I am writing a data processing program in Python and R, bridged with Rpy2.
Input data being binary, I use Python to read data out and pass them to R, then collect results to output.
Data are organized into pieces, each being around 100 Bytes (1Byte per value * 100 values).
They just work now, but the speed is very low. Here are some of my test on 1GB size (that is, 10^7 pieces) of data:
If I disable Rpy2 calls to make a dry run, it takes about 90min for Python to loop all through on a Intel(R) Xeon(TM) CPU 3.06GHz using one single thread.
If I enable full functionality and multithreading on that Xeon dual core, it (will by estimation) take ~200hrs for the program to finish.
I killed the Python program several times the call stack is almost alwarys pointing to Rpy2 function interface. I also did profiling, which gives similar results.
All these observations indicates the R part called by Rpy2 is the bottleneck. So I profiled a standalone version of my R program, but the profiling summary points to "Anonymous". I am still pushing my way to see which part of my R script is the most time consuming one. *updated, see my edit below**
There are two suspicious candidates through, one being a continuous wavelets transformation (CWT) and wavelets transformation modulus maxima (WTMM) using wmtsa from cran[1], the other being a non-linear fitting of ex-gaussion curve.
What come to my mind are:
for fitting, I could substitute R routing with inline C code? there are many fitting library available in C and fortran... (idea from the net; I never did that; unsure)

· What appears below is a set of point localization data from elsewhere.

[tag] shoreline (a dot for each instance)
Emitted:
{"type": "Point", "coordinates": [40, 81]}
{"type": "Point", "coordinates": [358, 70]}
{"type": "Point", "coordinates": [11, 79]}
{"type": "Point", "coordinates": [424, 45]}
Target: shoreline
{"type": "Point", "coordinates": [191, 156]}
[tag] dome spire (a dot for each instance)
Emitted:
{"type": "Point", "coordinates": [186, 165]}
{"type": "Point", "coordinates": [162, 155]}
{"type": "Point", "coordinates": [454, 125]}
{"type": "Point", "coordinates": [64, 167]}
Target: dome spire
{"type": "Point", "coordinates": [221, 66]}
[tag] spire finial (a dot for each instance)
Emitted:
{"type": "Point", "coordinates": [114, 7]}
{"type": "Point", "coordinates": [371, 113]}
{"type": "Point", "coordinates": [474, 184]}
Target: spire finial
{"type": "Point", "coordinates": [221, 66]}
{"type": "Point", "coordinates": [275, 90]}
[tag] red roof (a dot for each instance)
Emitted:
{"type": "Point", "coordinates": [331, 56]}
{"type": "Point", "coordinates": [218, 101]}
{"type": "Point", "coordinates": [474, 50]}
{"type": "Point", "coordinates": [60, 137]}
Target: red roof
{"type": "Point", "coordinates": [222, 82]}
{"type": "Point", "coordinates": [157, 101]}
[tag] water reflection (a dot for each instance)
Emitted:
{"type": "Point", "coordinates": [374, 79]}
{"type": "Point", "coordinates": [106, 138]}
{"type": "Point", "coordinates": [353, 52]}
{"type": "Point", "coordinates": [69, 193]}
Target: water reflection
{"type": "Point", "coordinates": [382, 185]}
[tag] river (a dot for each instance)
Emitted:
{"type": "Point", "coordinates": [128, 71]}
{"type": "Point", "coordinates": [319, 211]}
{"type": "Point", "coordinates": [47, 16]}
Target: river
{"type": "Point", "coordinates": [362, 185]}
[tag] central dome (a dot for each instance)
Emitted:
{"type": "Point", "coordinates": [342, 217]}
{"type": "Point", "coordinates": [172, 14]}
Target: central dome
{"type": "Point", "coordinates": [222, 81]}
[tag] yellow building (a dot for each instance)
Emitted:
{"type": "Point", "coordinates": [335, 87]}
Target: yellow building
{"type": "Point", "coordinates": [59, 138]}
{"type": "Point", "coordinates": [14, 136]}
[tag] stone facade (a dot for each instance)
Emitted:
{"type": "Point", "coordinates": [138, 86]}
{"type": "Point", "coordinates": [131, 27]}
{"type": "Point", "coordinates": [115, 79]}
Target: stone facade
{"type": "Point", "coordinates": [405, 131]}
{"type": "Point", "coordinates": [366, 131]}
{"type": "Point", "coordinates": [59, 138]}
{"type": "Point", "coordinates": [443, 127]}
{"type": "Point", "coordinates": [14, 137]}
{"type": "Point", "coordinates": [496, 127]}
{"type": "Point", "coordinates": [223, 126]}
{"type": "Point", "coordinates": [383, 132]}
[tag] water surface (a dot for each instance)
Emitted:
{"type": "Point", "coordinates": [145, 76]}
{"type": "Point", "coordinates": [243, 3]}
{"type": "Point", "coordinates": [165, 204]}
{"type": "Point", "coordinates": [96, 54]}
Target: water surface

for wavelet algorithms.... I would have to analyze the wmtsa package to rewrite hotspots in C? .... reimplementing the entire wmtsa package using C or fortran would be very non-trivial for me. I have not much programming experience.
the data piece in file is organized in 20 consecutive Bytes, which I could map directly to a C-like char* array? at present my Python program just read one Byte at a time and append it to a list, which is slow. This part of code takes 1.5 hrs vs. ~200 hrs for R, so not that urgent.
This is the first time I meet program efficiency in solving real problems . I STFW and felt overwhelmed by the informations. Please give me some advice for what to do next and how.
Cheers!
footnotes:
* Update *
Thanks to proftools from cran, I managed to create a call stack graph. And I could see that ~56% of the time are spent on wmtsa, code snippet is like:
W <- wavCWT(s,wavelet="gaussian1",variance=1/p) # 1/4
W.tree <-wavCWTTree(W) # 1/2
holderSpectrum(W.tree) # 1/4
~28% of time is spent on nls:
nls(y ~ Q * dexGAUS(x, m, abs(s), abs(n)) + B, start = list(Q = 1000, m = h$time[i], s = 3, n = 8, B = 0), algorithm="default", trace=FALSE)
where evaluation of dexGAUS from gamlss.dist package takes the majority of time.
remaining ~10% of R time are spent on data passing/split/aggregation/subset.